Make the most of sunny days and get winter tasks done:

* This is the last chance to spray fruit trees before they bloom. Treat peach and nectarine trees with copper-based fungicide. Spray apricot trees at bud swell to prevent brown rot. Apply horticultural oil to control scale, mites and aphids on fruit trees soon after a rain. But remember: Oils need at least 24 hours to dry to be effective. Don’t spray during foggy weather or when rain is forecast.

* Feed spring-blooming shrubs and fall-planted perennials with slow-release fertilizer. Feed mature trees and shrubs after spring growth starts.

* Finish pruning roses and deciduous trees.

* Remove aphids from blooming bulbs with a strong spray of water or insecticidal soap.

* Fertilize strawberries and asparagus.

* Transplant or direct-seed several flowers, including snapdragon, candytuft, lilies, astilbe, larkspur, Shasta and painted daisies, stocks, bleeding heart and coral bells.

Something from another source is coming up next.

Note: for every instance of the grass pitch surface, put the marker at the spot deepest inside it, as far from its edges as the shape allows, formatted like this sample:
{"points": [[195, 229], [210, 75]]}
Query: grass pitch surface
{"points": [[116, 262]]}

* In the vegetable garden, plant Jerusalem artichoke tubers, and strawberry and rhubarb roots.

* Transplant cabbage and its close cousins – broccoli, kale and Brussels sprouts – as well as lettuce (both loose leaf and head).

* Plant artichokes, asparagus and horseradish from root divisions.

* Plant potatoes from tubers and onions from sets (small bulbs). The onions will sprout quickly and can be used as green onions in March.

* From seed, plant beets, chard, lettuce, mustard, peas, radishes and turnips.